Я вхожу в подземное царство охотничьего счастья. Его пахучая полутьма нежно блестит витринами с широкими бликами матовых ружейных стволов. Воздух сладко настоен на тревожно-счастливом, волнующем запахе: это висят сумки и патронташи из скрипучей шагреневой кожи. В потемках ловит время огромный плюшево-бурый медведь с новенькой двухстволкой на шее и ярко зеленым погоном. Громадная серая птица, хлопая крыльями, с надрывистым свистом срывается с пожелтевшей бремовской гравюры и застывает на пыльном сучке с желтыми сосновыми иглами, рядом с черно-курчавой головой буйвола, играющего яростными стеклянными глазами. У птицы топорщится шея и отливает зеленым серебром. Она наклоняется, и широкий хвост ее разворачивается с треском, рисуя на стене пышный японский веер. Дверь старомодно хлопает домашним, отставным колокольчиком.

Старый Кениг выходит из могильного мрака в немецком тугом воротничке, в сиреневом галстуке с булавкой, в манжетах с широкими синими полосками. К его вязаному жилету тесно прижато открытое ружье, тускло отливающее синью и серым глянцевым мрамором. Старик таращит свои сизые, подагрические глаза с красными жилками и говорит, задыхаясь:

— Молотой человек… да хабэн зи эйнэ прахтфолле флинтэ! О!..

И ружье, осветясь своими стальными полированными недрами, звучно щелкает, щегольски запираясь ловким гринером; ложе его отливает вишневыми сгустками темного вощеного ореха; широкая прицельная планка кажется серой и пыльной.

— Э-дуард! — хрипит Кениг-отец. — Молодой человек желает лучши бумажны гильсы…

Зеленые и красные шеренги ровных картонных трубок отражаются на стекле. Бледные лейтенантские руки молодого Кенига поражают огромным бриллиантом.

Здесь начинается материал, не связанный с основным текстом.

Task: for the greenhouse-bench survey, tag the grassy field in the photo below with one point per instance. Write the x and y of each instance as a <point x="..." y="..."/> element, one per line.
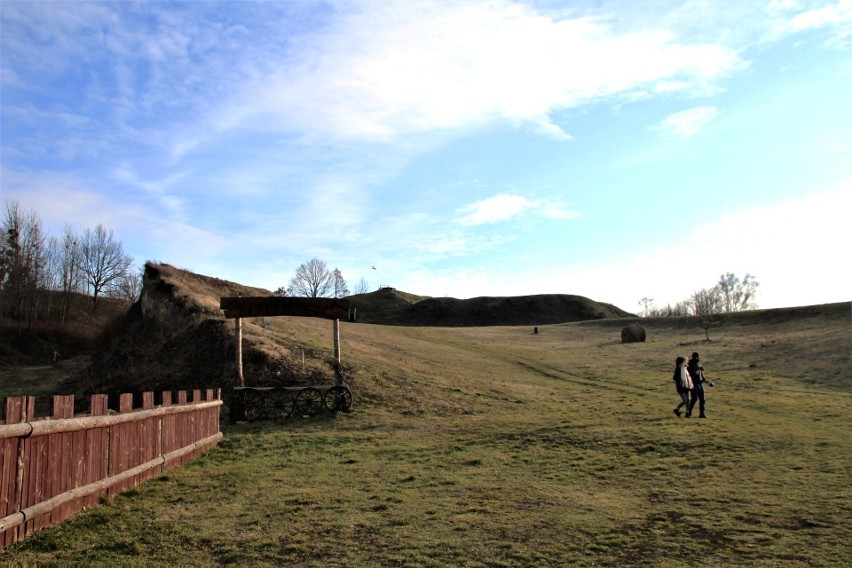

Он ловко разбивает гильзы на отделения; к ним присоединяются синие пороховые коробки с круглым неподвижным медведем на этикетке, ремни, сетки и те таинственные медные и выкрашенные в лягушечий цвет вещи, которые так аккуратно разложены за ледяными освещенными стеклами…

О, эти стекла и зачарованные гимназические пуговицы!

Во мраке прошлого Кениг-сын передает мне тяжелые, как гири, тщательно перевязанные покупки и блестит костяными отсветами своей нафиксатуаренной головы с надменным прусским пробором.

Колокольчик звякает, — и с морозным паром счастливое дыхание юности охватывает потемки улицы с ее золотистыми губернскими огнями.

3

На улице гонит сухую снежную пыль и прохватывает ледяным сквозняком. Это — дует с Волги. Если пройти дальше, миновать Покровку и вечерний, уже занесенный потемками Кремль, с его скамейками и деревьями, тянущими в ночь свои голые, холодные щупальцы, выйдешь на откос. Там совсем пусто, бездомно, ноги тонут в темных надутых сугробах. Огромная черная бездна тускло мерцает редкими огнями, обвевает своим пустынным, снежным и лесным мраком. Губерния уходит в темноту своими лесами, болотами и закрытыми в солому, спящими деревнями. Ветер не доносит ни лая, ни звука. Но я слышу издалека, словно из-под земли, глухой набегающий мачтовый шум; резкий скрип врывается в этот ровный прибой, лес жалобно кричит и плачет; по ночной губернии идет заунывный деревянный набат… Лес набегает грозным, растущим гулом, осыпаемый снегом; по реке, где нет ни души, гоняются друг за другом белые, поминальные вихри.

Здесь, именно здесь, давным-давно, весною, когда заволжские ветра становятся тревожными и влажными, проносился я, минуя гудящие лесные полустанки с их штабелями бревен, пахнущих морем, бесконечные мосты над снежными еще тростниками, семафоры, уездные станции. Березовые рощи уже туманились, опухли разной синей бахромой. Утром кричали грачи нахально, резко. Снег на промелькнувшей мимо сторожке, ярко желтой от солнца, уже распекшего заборы, осунулся и посерел. Вечером зеленый фонарик семафора говорил о пустоте березовой рощи, о хрупких сумерках, о России.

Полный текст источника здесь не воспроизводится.